Pipeline Quickstart

This guide shows a production-style workflow: split → fit → evaluate → predict → save/load.

What data shape should I pass?

SkyulfPipeline.fit(...) supports two common inputs:

A single pd.DataFrame that includes the target column.
- You pass target_column="..." and Skyulf splits features/target internally.
- This is what the quickstart uses, because it’s the simplest onboarding path.
A SplitDataset (recommended when you already have train/test splits).
- Each split can be either a DataFrame (with the target column) or a tuple (X, y).

You do not need to manually build X and y for the pipeline unless you want to.

If you prefer a scikit-learn-style workflow (X/y + train_test_split), see:

Validation vs scikit-learn (Proof)

Complete runnable example

This single snippet is intentionally end-to-end (no duplicated setup across steps).

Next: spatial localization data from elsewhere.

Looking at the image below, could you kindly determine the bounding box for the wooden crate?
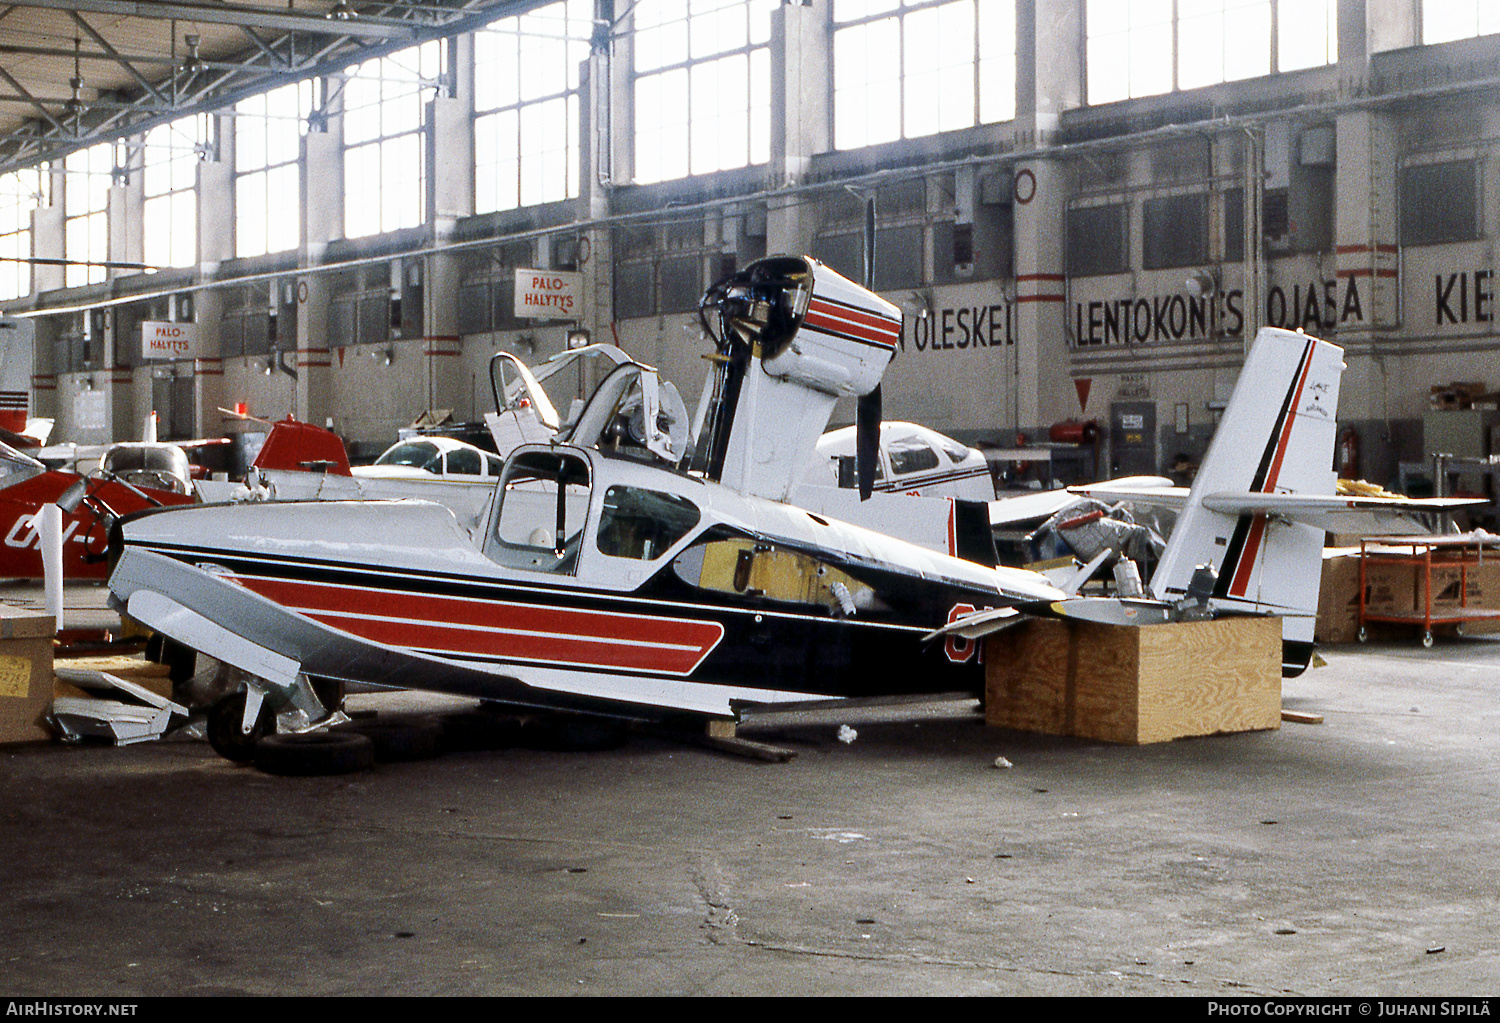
[0,606,57,746]
[984,616,1282,744]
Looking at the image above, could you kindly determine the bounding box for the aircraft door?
[1109,401,1157,477]
[484,450,593,575]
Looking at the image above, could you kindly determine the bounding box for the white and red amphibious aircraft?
[103,256,1382,760]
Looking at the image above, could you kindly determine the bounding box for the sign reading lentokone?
[141,321,200,360]
[514,269,583,320]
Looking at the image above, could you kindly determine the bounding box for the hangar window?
[142,115,208,271]
[1400,160,1479,246]
[343,41,443,239]
[0,168,44,301]
[1142,193,1209,270]
[64,141,114,288]
[235,80,315,258]
[630,0,775,184]
[1066,202,1128,278]
[832,0,1016,151]
[1086,0,1337,105]
[1423,0,1500,44]
[474,0,594,214]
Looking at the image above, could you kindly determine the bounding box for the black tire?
[521,715,629,752]
[437,710,524,753]
[252,732,375,776]
[206,692,275,763]
[160,638,198,685]
[338,719,443,763]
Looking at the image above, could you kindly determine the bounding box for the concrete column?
[29,206,63,298]
[422,253,465,416]
[194,148,234,438]
[295,274,333,426]
[578,48,613,340]
[1008,1,1083,437]
[766,0,830,255]
[105,184,129,284]
[302,128,343,264]
[1010,157,1070,437]
[1333,110,1399,335]
[1014,0,1084,147]
[1363,0,1419,55]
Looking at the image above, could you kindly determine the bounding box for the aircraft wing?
[1200,491,1485,533]
[988,489,1083,528]
[1067,483,1188,510]
[991,476,1181,527]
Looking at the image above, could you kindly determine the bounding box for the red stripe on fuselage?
[233,575,725,676]
[805,299,900,347]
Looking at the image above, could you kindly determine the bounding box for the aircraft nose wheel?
[1423,631,1434,648]
[206,692,275,762]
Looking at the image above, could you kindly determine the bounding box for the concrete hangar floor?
[0,638,1497,997]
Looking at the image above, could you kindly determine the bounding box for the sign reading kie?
[141,321,200,360]
[514,269,583,320]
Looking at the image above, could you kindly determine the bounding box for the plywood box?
[0,606,57,746]
[984,616,1282,745]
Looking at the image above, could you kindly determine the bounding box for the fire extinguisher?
[1337,427,1360,480]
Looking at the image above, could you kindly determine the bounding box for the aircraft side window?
[489,452,592,575]
[446,447,482,476]
[376,441,440,470]
[887,437,940,475]
[939,439,973,463]
[596,486,701,561]
[484,454,503,477]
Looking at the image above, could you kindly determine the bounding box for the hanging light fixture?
[184,35,206,76]
[327,1,358,21]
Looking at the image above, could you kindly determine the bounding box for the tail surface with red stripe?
[1148,327,1345,674]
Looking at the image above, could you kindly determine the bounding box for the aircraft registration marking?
[232,574,726,676]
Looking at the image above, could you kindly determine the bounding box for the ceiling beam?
[0,1,420,41]
[71,12,167,106]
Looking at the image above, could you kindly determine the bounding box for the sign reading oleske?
[141,321,200,360]
[514,269,582,320]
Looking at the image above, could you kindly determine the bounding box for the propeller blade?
[856,385,881,501]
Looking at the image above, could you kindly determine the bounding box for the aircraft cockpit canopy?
[101,444,193,496]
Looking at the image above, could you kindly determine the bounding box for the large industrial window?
[1423,0,1500,44]
[64,142,114,288]
[833,0,1016,151]
[0,168,44,301]
[474,0,592,213]
[1086,0,1337,105]
[1142,192,1209,269]
[1400,160,1479,246]
[343,41,442,239]
[631,0,775,184]
[235,80,314,258]
[142,115,208,271]
[1066,203,1128,277]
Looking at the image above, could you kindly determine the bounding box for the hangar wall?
[6,0,1499,489]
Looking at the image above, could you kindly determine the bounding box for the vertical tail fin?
[1149,327,1345,675]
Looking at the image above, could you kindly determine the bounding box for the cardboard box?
[1316,551,1362,644]
[983,616,1282,745]
[0,606,57,746]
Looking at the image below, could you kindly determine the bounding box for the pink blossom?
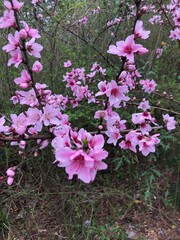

from __future__ import annotations

import tempfile
from pathlib import Path

import pandas as pd

from skyulf.pipeline import SkyulfPipeline

# 1) Define a pipeline config
# Each preprocessing step is:
#   {"name": "...", "transformer": "TransformerType", "params": {...}}
config = {
    "preprocessing": [
        {
            "name": "split",
            "transformer": "TrainTestSplitter",
            "params": {
                "test_size": 0.25,
                "validation_size": 0.0,
                "random_state": 42,
                "shuffle": True,
                "stratify": True,
                "target_column": "target",
            },
        },
        {
            "name": "impute",
            "transformer": "SimpleImputer",
            "params": {"strategy": "mean", "columns": ["age"]},
        },
        {
            "name": "encode",
            "transformer": "OneHotEncoder",
            "params": {"columns": ["city"], "drop_original": True, "handle_unknown": "ignore"},
        },
    ],
    "modeling": {
        "type": "random_forest_classifier",
        "params": {"n_estimators": 50, "random_state": 42},
    },
}

# 2) Training data (includes the target column)
df = pd.DataFrame(
    {
        "age": [10, 20, None, 40, 50, 60, None, 80],
        "city": ["A", "B", "A", "C", "B", "A", "C", "B"],
        "target": [0, 1, 0, 1, 1, 0, 1, 0],
    }
)

# 3) Fit (learn params on train split, apply to test split)
pipeline = SkyulfPipeline(config)
metrics = pipeline.fit(df, target_column="target")
print("Metrics keys:", list(metrics.keys()))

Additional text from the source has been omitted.